Vous avez dit réforme fiscale ?

Vincent Drezet  • 29 avril 2010 abonné·es

La campagne des élections de 2012 sera-t-elle « fiscale » ? Avec la polémique sur le bouclier fiscal, le débat sur les niches fiscales, la montée de la question de la répartition des richesses, et la multiplication des propositions touchant à la fiscalité du patrimoine et à celle des revenus, tout le laisse penser. Objectivement, c’est là un point positif que les effets de la crise sur les finances publiques ont par ailleurs incontestablement favorisé : les baisses de recettes fiscales et le plan de relance, notamment, ont creusé les déficits publics et ont posé la question du financement de l’action publique au point de remettre en cause deux piliers de la politique fiscale actuelle, la stabilisation du niveau de prélèvements obligatoires et le bouclier fiscal.

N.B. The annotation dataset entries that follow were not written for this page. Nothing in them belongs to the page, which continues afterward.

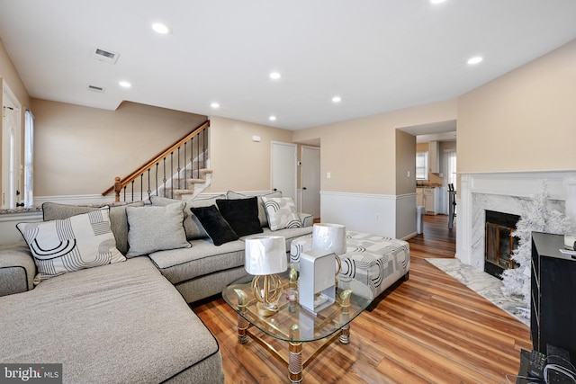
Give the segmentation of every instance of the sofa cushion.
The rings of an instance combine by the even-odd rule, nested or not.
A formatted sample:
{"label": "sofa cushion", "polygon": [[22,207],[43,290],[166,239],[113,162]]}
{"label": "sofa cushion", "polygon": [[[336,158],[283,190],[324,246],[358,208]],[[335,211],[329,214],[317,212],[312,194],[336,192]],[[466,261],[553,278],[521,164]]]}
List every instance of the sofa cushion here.
{"label": "sofa cushion", "polygon": [[201,368],[196,382],[223,382],[218,343],[148,257],[47,280],[0,308],[3,363],[60,362],[65,383],[164,383]]}
{"label": "sofa cushion", "polygon": [[[186,204],[184,209],[184,230],[186,232],[186,238],[188,240],[209,237],[198,218],[194,217],[192,213],[192,209],[198,207],[209,207],[216,204],[217,199],[224,198],[226,198],[226,195],[220,194],[208,198],[196,198],[194,200],[184,201]],[[166,206],[168,204],[174,204],[175,202],[181,202],[183,201],[168,199],[161,196],[150,196],[150,201],[152,202],[152,205]]]}
{"label": "sofa cushion", "polygon": [[[154,252],[149,257],[175,285],[244,266],[243,241],[230,241],[214,246],[210,239],[204,238],[193,240],[192,246],[192,248]],[[218,285],[218,282],[214,283]]]}
{"label": "sofa cushion", "polygon": [[41,280],[85,268],[123,262],[110,228],[108,208],[62,220],[18,223]]}
{"label": "sofa cushion", "polygon": [[218,199],[218,210],[238,236],[262,233],[258,219],[258,201],[256,197],[248,199]]}
{"label": "sofa cushion", "polygon": [[[116,239],[116,248],[122,254],[128,252],[128,219],[126,207],[142,207],[144,201],[113,202],[110,206],[110,227]],[[102,206],[58,204],[45,202],[42,204],[44,220],[58,220],[68,219],[81,213],[97,210]]]}
{"label": "sofa cushion", "polygon": [[273,231],[302,226],[296,210],[296,205],[292,198],[263,197],[262,201],[268,215],[270,229]]}
{"label": "sofa cushion", "polygon": [[192,246],[184,231],[183,201],[165,207],[128,207],[128,254],[140,256],[162,249]]}
{"label": "sofa cushion", "polygon": [[238,240],[238,235],[215,205],[193,208],[192,211],[202,223],[214,246],[221,246],[229,241]]}
{"label": "sofa cushion", "polygon": [[[264,208],[264,201],[262,201],[262,197],[282,197],[281,191],[274,191],[270,193],[266,193],[263,195],[256,196],[258,200],[258,219],[260,220],[260,227],[268,227],[268,216],[266,216],[266,210]],[[226,192],[226,197],[228,199],[246,199],[247,197],[250,197],[244,193],[235,192],[233,191],[229,191]]]}

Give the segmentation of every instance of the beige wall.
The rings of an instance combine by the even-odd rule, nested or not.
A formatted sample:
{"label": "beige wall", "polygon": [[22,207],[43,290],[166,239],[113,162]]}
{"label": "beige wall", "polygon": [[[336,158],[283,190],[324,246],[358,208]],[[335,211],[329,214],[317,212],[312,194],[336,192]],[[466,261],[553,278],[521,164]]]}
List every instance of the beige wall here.
{"label": "beige wall", "polygon": [[[454,119],[456,100],[453,99],[296,130],[293,140],[320,138],[322,191],[395,195],[397,190],[406,191],[405,185],[398,189],[396,185],[396,129]],[[416,141],[409,149],[414,156],[415,145]],[[414,182],[411,192],[415,188]]]}
{"label": "beige wall", "polygon": [[458,98],[458,172],[576,169],[576,40]]}
{"label": "beige wall", "polygon": [[[28,91],[26,91],[16,67],[8,56],[2,39],[0,39],[0,79],[8,85],[22,107],[30,106]],[[2,94],[0,94],[0,98],[2,98]]]}
{"label": "beige wall", "polygon": [[116,111],[32,100],[34,194],[97,194],[200,125],[204,116],[133,103]]}
{"label": "beige wall", "polygon": [[[292,131],[216,116],[210,118],[210,166],[206,192],[269,191],[272,141],[292,143]],[[259,136],[260,142],[252,141]]]}

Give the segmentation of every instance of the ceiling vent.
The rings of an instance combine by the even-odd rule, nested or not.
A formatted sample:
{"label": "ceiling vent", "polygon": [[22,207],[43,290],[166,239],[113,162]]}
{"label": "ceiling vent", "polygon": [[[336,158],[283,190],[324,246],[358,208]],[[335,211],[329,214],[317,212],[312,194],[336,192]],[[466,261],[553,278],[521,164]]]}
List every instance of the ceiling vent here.
{"label": "ceiling vent", "polygon": [[88,85],[88,91],[97,92],[99,94],[104,94],[104,88],[103,88],[102,86]]}
{"label": "ceiling vent", "polygon": [[96,60],[116,64],[120,53],[96,48],[92,55]]}

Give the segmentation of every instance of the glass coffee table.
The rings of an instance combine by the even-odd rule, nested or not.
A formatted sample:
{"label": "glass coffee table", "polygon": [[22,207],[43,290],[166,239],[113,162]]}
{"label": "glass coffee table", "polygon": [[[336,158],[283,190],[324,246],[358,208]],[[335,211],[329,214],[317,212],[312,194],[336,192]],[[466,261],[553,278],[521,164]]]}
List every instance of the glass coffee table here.
{"label": "glass coffee table", "polygon": [[[280,274],[285,290],[297,288],[290,281],[289,272]],[[238,314],[238,343],[246,344],[248,336],[266,348],[276,359],[288,368],[291,383],[302,381],[302,371],[316,356],[320,355],[330,343],[339,338],[340,343],[350,342],[350,322],[372,302],[364,297],[355,295],[346,289],[346,281],[338,283],[336,300],[328,308],[314,314],[298,304],[289,301],[286,294],[281,296],[278,311],[271,316],[263,316],[256,309],[256,300],[252,293],[253,276],[246,276],[233,282],[222,291],[224,300]],[[291,286],[292,285],[292,286]],[[288,353],[282,353],[263,337],[250,331],[255,326],[261,336],[272,336],[288,344]],[[302,360],[302,343],[317,342],[319,346],[306,360]],[[288,357],[286,356],[288,355]]]}

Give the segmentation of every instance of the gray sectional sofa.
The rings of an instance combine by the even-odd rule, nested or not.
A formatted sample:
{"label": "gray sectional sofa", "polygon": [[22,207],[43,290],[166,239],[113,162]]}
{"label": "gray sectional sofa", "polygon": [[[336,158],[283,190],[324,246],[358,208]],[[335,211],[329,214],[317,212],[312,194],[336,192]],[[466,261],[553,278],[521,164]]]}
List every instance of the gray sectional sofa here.
{"label": "gray sectional sofa", "polygon": [[[246,275],[246,236],[216,246],[192,213],[228,198],[249,197],[153,197],[104,210],[45,203],[44,222],[18,225],[27,242],[0,246],[0,363],[61,363],[65,383],[223,382],[218,343],[188,303]],[[257,207],[261,234],[269,233],[262,198]],[[104,241],[99,252],[113,255],[112,263],[61,273],[63,264],[50,269],[34,258],[46,249],[42,236],[67,233],[85,217],[99,234],[108,219],[115,247]],[[298,218],[299,228],[274,231],[286,237],[287,250],[292,239],[311,233],[312,218]]]}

La question n’est en effet plus de savoir si les impôts augmenteront ou non, mais quand et lesquels. Précisons au passage que certaines catégories de contribuables connaissent déjà des hausses d’impôt. Car si, depuis dix ans, la baisse de l’imposition des revenus et du patrimoine a massivement bénéficié aux 10 % et, surtout, aux 5 % des contribuables les plus riches, la plupart des contribuables connaissent une hausse des impôts locaux (due en partie au besoin de financement des compétences transférées dans le cadre de la décentralisation), et certaines catégories de contribuables verront même prochainement leur impôt sur le revenu augmenter. Ainsi, avec l’imposition des indemnités journalières à hauteur de 50 % (qui rapportera entre 100 et 200 millions d’euros) et la remise en cause de la demi-part supplémentaire pour parents isolés (qui touchera plus de 2 millions de contribuables et rapportera 900 millions d’euros après sa suppression définitive en 2013), on assiste déjà à des hausses d’impôt discrètes mais bien réelles de certaines catégories de contribuables.

De nombreuses voix s’élèvent pour affirmer qu’il faudra rapidement augmenter le niveau des prélèvements obligatoires. Mais lesquels ? L’une des pistes qui tient la corde mérite d’être analysée : elle porte sur la suppression de l’impôt de solidarité sur la fortune (ISF) et du bouclier fiscal et, dans le même temps, sur la création d’une nouvelle tranche à l’impôt sur le revenu (à 45 ou 50 %). Politiquement, la proposition est astucieuse ; elle satisferait tout à la fois ceux qui dénoncent le bouclier fiscal, ceux qui veulent la peau de l’ISF et ceux qui préconisent un renforcement de l’impôt sur le revenu. Une réforme « gagnant-gagnant-gagnant » en quelque sorte. Mais qu’en est-il en réalité ? Supprimer le bouclier fiscal procure à l’État une économie de 600 millions d’euros environ. La suppression de l’ISF le prive de 3,6 milliards d’euros. L’instauration d’une tranche à l’impôt sur le revenu lui rapporterait, selon les scénarios, entre 800 millions et 1,9 milliard d’euros. Au final, il manque donc entre 1,1 et 2,2 milliards d’euros. De plus, au-delà de ce manque à gagner, une telle réforme ne mettrait pas à contribution les revenus financiers, imposés dans leur grande majorité au taux proportionnel de 18 % (plus les prélèvements sociaux). En clair, elle reviendrait à alléger la fiscalité sur le patrimoine des rentiers et des « très riches », dont le revenu total est composé au moins pour moitié de revenus du patrimoine, et à imposer plus lourdement les salariés (au cas particulier, surtout les cadres).

Que faire ? Comme l’impôt sur le revenu, l’ISF est mité par les niches fiscales (pacte d’actionnaires, réduction pour investissement dans les PME…), il est en voie de décomposition. Repenser la fiscalité du patrimoine consisterait à mettre sur pied un impôt général sur le patrimoine assis sur une assiette large. Un « new deal fiscal » s’impose aussi en matière d’imposition des revenus avec le rétablissement d’une vraie progressivité et un élargissement de l’assiette remettant en cause les dispositions permettant une défiscalisation outrancière. Ces pistes permettraient de répondre aux nécessités en termes de rendement et de redistribution, et tireraient les enseignements de la crise, dont l’un des accélérateurs a été précisément les baisses massives d’imposition des revenus et du patrimoine.